Bottom line-you should always err on the side of protecting the child.
Legal Requirements for Reporting
To find out the requirements for reporting for your state, please check www.childwelfare.gov or call ChildHelp USA National Child Abuse Hotline at 1-800-422-4453. While there are laws in every state that require certain professionals who work with children (i.e. teachers, nurses, daycare providers) some states mandate that ANY adult who suspects a child is being abuse report their suspicions to the proper agency.

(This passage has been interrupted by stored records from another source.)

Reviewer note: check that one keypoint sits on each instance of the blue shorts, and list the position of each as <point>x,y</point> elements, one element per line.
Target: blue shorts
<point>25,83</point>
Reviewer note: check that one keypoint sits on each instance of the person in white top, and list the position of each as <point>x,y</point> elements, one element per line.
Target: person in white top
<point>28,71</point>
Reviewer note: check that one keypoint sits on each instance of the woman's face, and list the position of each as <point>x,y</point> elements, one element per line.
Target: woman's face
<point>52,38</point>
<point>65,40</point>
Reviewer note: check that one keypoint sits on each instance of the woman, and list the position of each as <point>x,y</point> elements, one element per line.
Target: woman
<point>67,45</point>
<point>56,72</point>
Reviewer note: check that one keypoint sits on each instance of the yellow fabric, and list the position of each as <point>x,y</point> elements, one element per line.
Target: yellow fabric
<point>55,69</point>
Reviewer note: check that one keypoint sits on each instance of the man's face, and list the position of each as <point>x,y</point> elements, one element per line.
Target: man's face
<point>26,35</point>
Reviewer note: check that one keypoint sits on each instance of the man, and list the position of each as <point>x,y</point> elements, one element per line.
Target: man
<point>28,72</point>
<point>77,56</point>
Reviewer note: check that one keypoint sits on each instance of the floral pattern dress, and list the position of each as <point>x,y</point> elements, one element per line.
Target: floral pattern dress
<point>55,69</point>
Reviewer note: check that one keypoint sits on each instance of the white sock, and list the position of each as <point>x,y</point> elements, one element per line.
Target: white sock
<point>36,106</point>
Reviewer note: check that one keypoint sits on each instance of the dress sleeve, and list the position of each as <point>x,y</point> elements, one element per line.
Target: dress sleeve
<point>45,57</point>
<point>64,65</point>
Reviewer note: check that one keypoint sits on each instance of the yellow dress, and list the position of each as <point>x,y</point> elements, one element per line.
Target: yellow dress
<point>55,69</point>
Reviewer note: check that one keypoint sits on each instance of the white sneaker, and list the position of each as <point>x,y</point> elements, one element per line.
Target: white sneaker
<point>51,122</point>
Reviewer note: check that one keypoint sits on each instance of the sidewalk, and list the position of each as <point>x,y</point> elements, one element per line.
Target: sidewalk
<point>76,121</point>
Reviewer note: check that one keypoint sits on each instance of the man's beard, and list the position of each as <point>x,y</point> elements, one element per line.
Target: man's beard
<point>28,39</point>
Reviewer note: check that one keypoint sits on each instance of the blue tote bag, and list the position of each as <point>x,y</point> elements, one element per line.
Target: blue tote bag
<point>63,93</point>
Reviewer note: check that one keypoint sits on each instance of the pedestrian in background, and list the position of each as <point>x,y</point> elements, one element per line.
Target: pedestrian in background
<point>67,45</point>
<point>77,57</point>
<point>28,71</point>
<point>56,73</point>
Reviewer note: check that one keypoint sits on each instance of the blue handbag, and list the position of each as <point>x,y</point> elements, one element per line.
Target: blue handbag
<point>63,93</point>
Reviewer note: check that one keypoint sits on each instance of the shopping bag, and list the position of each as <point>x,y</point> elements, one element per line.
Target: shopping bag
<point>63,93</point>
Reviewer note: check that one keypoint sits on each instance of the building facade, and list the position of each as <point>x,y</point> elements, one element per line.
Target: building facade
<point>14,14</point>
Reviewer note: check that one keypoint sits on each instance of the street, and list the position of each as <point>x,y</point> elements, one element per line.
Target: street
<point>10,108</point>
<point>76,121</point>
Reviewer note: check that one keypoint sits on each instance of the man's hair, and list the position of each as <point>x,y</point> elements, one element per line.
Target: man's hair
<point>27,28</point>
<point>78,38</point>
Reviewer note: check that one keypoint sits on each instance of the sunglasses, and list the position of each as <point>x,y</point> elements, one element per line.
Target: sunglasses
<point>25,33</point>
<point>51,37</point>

TREE Climbers believes that all adults should consider themselves mandatory reporters, and have a moral obligation to protect vulnerable children.
Agencies That Handle Reports of Child Abuse
Two agencies handle most reports of child abuse:
Child Protective Services (in some states this agency has a different name)-This agency investigates child abuse that occurs within the home
Law Enforcement- Most law enforcement agencies have specialized units that deal with child abuse, and sexual abuse in particular. Law enforcement should be contacted if you suspect abuse outside of a child’s home.
To find out where to make a report in your state, go to the Child Welfare Information Gateway website ,or call the ChildHelp USA National Child Abuse Hotline, 1-800-422-4453. Depending on what state you live in, you may contact either child protective services or the police.
Remember that the most important thing is to call! When in doubt, call your local police station, and they will be able to direct you to the right agency.